Integration of a network database and transcriptomic data was used to predict key targets and pathways of uridine-mediated inhibition of HSC activation. Unexpectedly, the cAMP pathway was found to be enriched. The cAMP pathway is an important signal transduction pathway in cells that is involved in many physiological processes, including metabolic regulation [34], gene expression regulation [34], and cell proliferation and differentiation [35]. Previous studies have shown that the cAMP/PKA/CREB signaling pathway can mediate the activation of HSCs [36]. Our data revealed that the cAMP signaling pathway is activated in activated LX-2 cells and that uridine intervention can inhibit this process. Further use of cAMP inhibitors confirmed that the inhibitory effect of uridine on HSC activation was driven by the cAMP signal. Moreover, during this process, it was observed that the lipogenic phenotype was consistent with the inactivation phenotype of HSCs.

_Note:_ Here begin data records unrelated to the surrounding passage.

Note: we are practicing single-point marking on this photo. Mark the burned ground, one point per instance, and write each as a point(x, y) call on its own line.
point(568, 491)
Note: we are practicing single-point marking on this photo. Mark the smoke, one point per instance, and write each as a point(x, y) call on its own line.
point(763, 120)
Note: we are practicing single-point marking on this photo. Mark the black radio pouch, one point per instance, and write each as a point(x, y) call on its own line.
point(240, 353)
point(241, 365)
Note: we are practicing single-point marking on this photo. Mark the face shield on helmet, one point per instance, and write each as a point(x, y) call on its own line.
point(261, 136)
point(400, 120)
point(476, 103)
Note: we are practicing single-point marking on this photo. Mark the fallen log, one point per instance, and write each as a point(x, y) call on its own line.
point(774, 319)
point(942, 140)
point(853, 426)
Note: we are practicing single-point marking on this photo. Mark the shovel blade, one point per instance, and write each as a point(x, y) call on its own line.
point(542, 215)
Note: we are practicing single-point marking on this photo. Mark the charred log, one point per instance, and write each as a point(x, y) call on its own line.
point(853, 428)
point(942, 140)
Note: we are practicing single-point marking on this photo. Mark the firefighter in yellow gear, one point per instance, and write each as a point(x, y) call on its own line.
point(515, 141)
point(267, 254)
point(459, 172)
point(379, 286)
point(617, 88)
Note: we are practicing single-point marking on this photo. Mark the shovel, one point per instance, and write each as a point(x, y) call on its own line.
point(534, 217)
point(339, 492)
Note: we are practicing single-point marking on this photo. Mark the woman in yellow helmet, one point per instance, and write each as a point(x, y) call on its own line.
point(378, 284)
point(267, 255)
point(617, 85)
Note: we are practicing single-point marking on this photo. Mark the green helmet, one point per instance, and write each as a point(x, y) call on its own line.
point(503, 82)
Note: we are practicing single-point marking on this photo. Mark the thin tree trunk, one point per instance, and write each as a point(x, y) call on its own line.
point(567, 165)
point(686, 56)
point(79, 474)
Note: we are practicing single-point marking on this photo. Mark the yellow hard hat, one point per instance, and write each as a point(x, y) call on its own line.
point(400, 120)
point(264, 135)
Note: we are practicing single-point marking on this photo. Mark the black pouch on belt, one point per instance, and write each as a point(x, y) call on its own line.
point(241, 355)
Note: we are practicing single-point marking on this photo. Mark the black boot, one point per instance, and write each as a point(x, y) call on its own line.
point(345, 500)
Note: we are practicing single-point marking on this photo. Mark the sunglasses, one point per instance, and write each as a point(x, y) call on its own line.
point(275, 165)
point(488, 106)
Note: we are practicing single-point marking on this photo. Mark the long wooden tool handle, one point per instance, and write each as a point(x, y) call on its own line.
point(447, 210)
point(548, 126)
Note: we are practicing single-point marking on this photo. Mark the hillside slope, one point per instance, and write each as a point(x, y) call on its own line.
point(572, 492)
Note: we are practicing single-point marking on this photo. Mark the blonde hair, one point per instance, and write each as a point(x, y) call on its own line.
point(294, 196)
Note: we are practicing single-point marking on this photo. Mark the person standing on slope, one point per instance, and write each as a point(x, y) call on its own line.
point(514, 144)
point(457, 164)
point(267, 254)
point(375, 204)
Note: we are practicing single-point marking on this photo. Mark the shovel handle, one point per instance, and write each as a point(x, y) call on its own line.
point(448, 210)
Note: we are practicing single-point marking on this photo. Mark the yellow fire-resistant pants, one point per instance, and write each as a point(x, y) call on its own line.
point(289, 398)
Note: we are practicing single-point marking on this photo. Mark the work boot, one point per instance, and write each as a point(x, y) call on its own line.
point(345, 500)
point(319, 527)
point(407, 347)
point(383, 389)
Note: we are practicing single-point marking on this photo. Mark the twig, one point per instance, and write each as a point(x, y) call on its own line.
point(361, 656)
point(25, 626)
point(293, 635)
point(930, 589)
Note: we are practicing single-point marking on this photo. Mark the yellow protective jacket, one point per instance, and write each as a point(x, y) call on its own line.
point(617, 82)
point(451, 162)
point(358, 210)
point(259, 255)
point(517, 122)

The mechanism involed inactivation of the cAMP/PKA/CREB signals, which inhibited the expression of downstream transcription factors such as cFOS and cJUN and initiated the transcription of lipid synthesis signals.

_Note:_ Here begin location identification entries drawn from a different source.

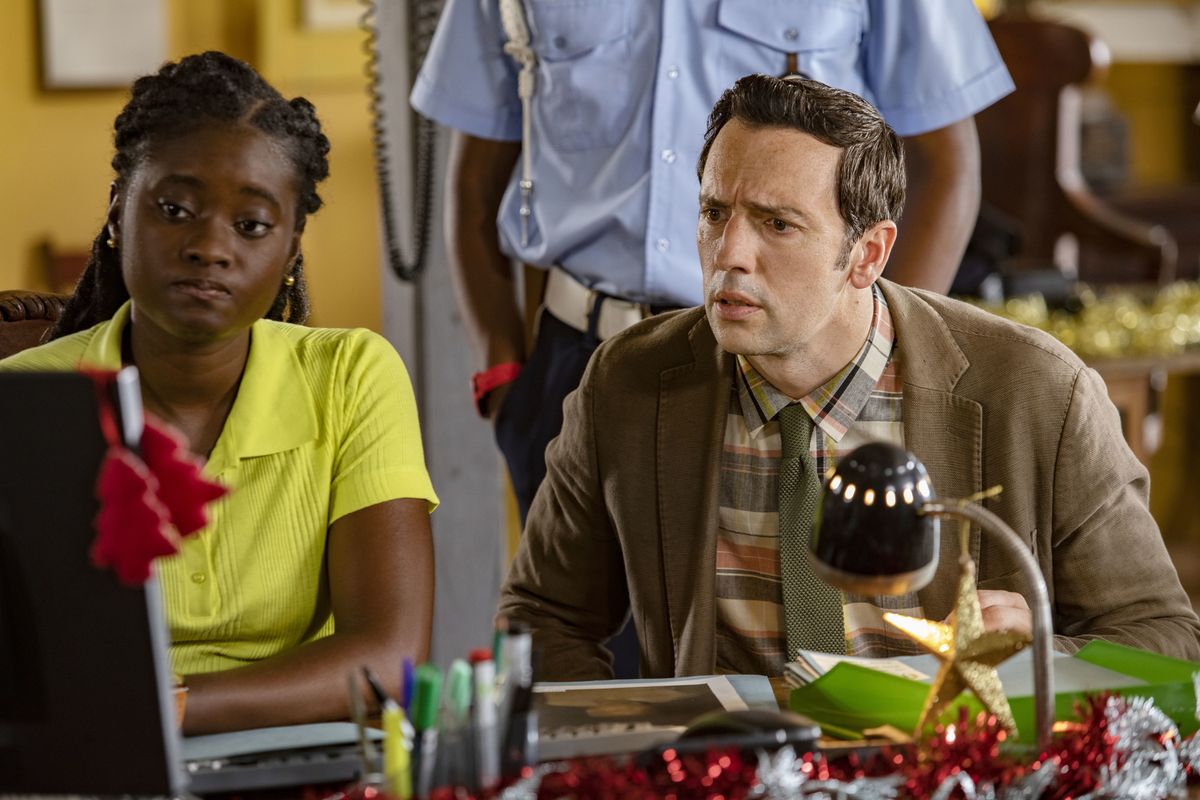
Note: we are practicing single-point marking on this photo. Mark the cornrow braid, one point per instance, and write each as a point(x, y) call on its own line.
point(180, 98)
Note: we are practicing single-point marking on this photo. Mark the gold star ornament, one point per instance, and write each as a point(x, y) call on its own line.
point(969, 655)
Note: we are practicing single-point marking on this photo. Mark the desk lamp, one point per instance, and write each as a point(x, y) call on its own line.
point(877, 534)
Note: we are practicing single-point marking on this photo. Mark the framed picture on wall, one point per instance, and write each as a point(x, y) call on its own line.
point(333, 14)
point(101, 43)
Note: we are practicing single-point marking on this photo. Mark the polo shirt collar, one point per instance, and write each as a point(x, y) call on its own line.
point(840, 401)
point(274, 410)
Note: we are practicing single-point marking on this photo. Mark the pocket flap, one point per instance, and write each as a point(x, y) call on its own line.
point(795, 25)
point(563, 29)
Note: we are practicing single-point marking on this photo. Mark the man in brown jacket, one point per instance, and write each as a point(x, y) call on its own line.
point(660, 498)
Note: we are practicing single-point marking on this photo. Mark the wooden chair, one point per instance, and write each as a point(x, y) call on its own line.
point(1030, 158)
point(27, 318)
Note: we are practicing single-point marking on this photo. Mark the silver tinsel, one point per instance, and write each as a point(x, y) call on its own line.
point(527, 787)
point(781, 776)
point(1146, 762)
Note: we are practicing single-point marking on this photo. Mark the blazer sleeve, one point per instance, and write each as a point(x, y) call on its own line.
point(1113, 577)
point(568, 578)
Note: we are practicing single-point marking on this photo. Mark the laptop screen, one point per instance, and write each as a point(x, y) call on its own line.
point(84, 679)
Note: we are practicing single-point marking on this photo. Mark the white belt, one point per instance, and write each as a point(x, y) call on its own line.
point(571, 302)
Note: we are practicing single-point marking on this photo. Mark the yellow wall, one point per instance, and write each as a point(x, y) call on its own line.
point(57, 145)
point(1151, 98)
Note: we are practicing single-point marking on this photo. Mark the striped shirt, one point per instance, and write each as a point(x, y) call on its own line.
point(861, 403)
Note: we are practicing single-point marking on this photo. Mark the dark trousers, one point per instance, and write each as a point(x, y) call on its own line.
point(532, 415)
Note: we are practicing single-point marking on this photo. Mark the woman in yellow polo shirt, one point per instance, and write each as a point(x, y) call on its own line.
point(197, 278)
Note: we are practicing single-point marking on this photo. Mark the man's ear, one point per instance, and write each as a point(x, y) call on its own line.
point(113, 217)
point(870, 253)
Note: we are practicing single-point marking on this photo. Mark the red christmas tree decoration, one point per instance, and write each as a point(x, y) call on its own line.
point(132, 527)
point(145, 503)
point(181, 487)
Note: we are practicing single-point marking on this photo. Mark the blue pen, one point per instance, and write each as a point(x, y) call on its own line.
point(407, 685)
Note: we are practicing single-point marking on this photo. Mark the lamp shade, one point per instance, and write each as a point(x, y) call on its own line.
point(870, 536)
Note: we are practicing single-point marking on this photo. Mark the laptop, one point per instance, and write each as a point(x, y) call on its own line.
point(85, 684)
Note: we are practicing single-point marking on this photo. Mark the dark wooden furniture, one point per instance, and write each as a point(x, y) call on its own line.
point(1030, 158)
point(25, 318)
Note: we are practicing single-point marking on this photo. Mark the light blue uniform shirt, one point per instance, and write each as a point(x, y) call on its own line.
point(623, 94)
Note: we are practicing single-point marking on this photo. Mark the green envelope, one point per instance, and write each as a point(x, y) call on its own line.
point(851, 698)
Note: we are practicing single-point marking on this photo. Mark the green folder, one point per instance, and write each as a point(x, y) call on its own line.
point(851, 698)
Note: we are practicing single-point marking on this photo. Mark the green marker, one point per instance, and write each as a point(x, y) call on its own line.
point(426, 701)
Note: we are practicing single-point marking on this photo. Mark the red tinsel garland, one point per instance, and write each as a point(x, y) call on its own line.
point(972, 746)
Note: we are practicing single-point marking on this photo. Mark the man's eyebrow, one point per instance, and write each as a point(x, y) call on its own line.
point(778, 210)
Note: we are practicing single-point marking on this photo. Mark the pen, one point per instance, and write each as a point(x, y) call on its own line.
point(520, 720)
point(425, 713)
point(487, 749)
point(397, 740)
point(515, 659)
point(407, 685)
point(456, 750)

The ADORA1 receptor is part of the G protein-coupled receptor superfamily and is involved in a range of cellular signaling processes [37]. Studies have shown that the ADORA1 receptor can affect intracellular cAMP levels by activating the G protein-coupled signal transduction pathway, thereby regulating related cell functions [38]. In this study, ADORA1 emerged as a potential uridine target based on target prediction and molecular docking analysis. The predicted interaction was experimentally validated by CETSA. While our CETSA results support the physical interaction between uridine and ADORA1, it is important to acknowledge that CETSA assays often require ligand concentrations much higher than physiological levels to produce measurable thermal stabilization effects [39]. Furthermore, ADORA1 knockdown abolished uridine’s ability to suppress fibrotic activation and promote lipid accumulation in LX-2 cells, underscoring the receptor’s essential role in mediating uridine’s antifibrotic effects. These findings are in line with previous studies showing that uridine can reduce arterial pressure through ADORA1 activation [40], and that the hypothermic effects of uridine are mediated by adenosine receptors [41]. Interestingly, uridine increased ADORA1 expression in activated HSCs, suggesting a potential positive feedback mechanism that may enhance receptor-mediated signaling. While this contrasts with the classical desensitization seen in chronic agonist exposure, the long-term effects of sustained uridine treatment remain unclear. Future studies are needed to determine whether prolonged stimulation of ADORA1 may trigger compensatory responses such as receptor internalization or signaling attenuation.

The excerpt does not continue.